Saturdays were reserved for movies. There were two theaters within walking distance, the Blue Bird and the Ambassador. A typical offering on a Saturday was two features, two or three cartoons, Movietone News, coming attractions, a school supply giveaway and often a drawing for prizes, all for 10 cents.

Most of the kids my age loved action movies. When any love scenes came on we would scream and yell and throw spitballs at each other. The imprint the movies made on others and me in the 30’s never ceases to amaze me and baffles my children and grandchildren.

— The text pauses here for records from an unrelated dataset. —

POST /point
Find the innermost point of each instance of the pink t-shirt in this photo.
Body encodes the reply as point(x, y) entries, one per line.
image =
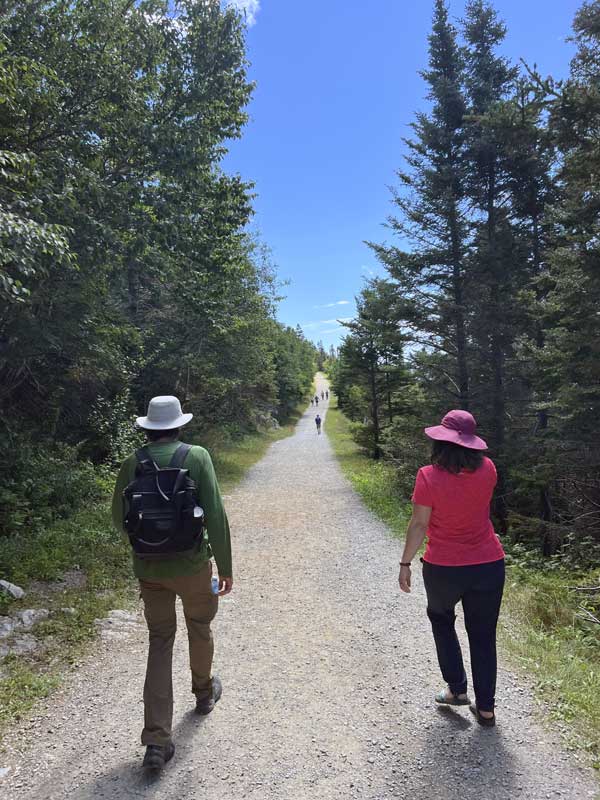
point(460, 529)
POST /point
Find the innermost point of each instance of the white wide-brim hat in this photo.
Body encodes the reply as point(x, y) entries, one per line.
point(164, 414)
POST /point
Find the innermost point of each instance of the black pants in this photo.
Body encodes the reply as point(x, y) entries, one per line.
point(479, 587)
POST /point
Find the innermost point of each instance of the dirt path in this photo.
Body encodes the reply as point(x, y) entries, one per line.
point(328, 677)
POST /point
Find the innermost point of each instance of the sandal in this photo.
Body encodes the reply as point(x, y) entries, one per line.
point(487, 722)
point(448, 698)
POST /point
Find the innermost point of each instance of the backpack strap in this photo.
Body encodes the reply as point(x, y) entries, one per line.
point(143, 455)
point(180, 455)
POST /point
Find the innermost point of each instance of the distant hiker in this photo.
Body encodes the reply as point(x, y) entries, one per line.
point(167, 502)
point(463, 560)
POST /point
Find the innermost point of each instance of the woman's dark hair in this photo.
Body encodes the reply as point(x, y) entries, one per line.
point(153, 436)
point(454, 457)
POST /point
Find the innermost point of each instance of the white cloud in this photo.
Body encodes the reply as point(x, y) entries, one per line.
point(337, 303)
point(323, 322)
point(249, 8)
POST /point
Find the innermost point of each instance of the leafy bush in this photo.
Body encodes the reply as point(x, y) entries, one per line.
point(41, 482)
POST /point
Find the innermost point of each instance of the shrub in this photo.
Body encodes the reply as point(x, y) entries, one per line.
point(41, 482)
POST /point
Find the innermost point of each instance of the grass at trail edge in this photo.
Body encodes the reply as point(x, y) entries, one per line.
point(539, 628)
point(80, 569)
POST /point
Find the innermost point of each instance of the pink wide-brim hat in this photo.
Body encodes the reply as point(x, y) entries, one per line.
point(457, 427)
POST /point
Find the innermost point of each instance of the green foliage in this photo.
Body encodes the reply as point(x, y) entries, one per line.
point(493, 279)
point(126, 268)
point(42, 482)
point(369, 369)
point(374, 482)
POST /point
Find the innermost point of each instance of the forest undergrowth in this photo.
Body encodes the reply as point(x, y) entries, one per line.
point(79, 569)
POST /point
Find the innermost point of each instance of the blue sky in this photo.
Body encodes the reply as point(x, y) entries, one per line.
point(337, 87)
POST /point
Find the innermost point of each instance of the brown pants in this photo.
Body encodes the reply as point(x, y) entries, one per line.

My father worked sporadically at jobs he hated, run by bosses he despised. He was often out of work. Yet the family went away every summer to the beach to escape the stifling heat of the city. Our resort of choice was the Rockaways, where the family rented rooms in big old houses converted to what was referred to as coochalains, a Yiddish word that meant a kitchen shared with other families.

In those days, the Rockaway beaches were pristine, the boardwalk wonderful and the summers a cornucopia of excitement, recreation and new friends. Usually we shared a tiny room with my parents on an upper floor and my grandparents had a slightly larger room on a lower floor.

When my father was working, he would usually come home after a long hot ride on the railroad and he and I would take off for a before-dinner swim in the surf. Was this poverty? A few pennies from my mother for the penny arcade were tangible riches in those glorious summer days. Intangible riches were far more valuable. In those terms, we were billionaires.

Whatever the devastating Great Depression meant to others, I can say with deep honesty that the period of the early and middle 30’s was for me a time of great joy and happiness. I had no doubts about being loved by my parents and everyone else in my extended family. I never felt deprived by lack of money, never observed despair or pain in the world around me, never felt the tensions of economic hardship. There were no bitter arguments among family members and an angry word was rarely heard.

I have thought about this period of my life often and always with tears of regret that it lasted such a brief time. I still revisit it in memory and enjoy the recall with much emotion.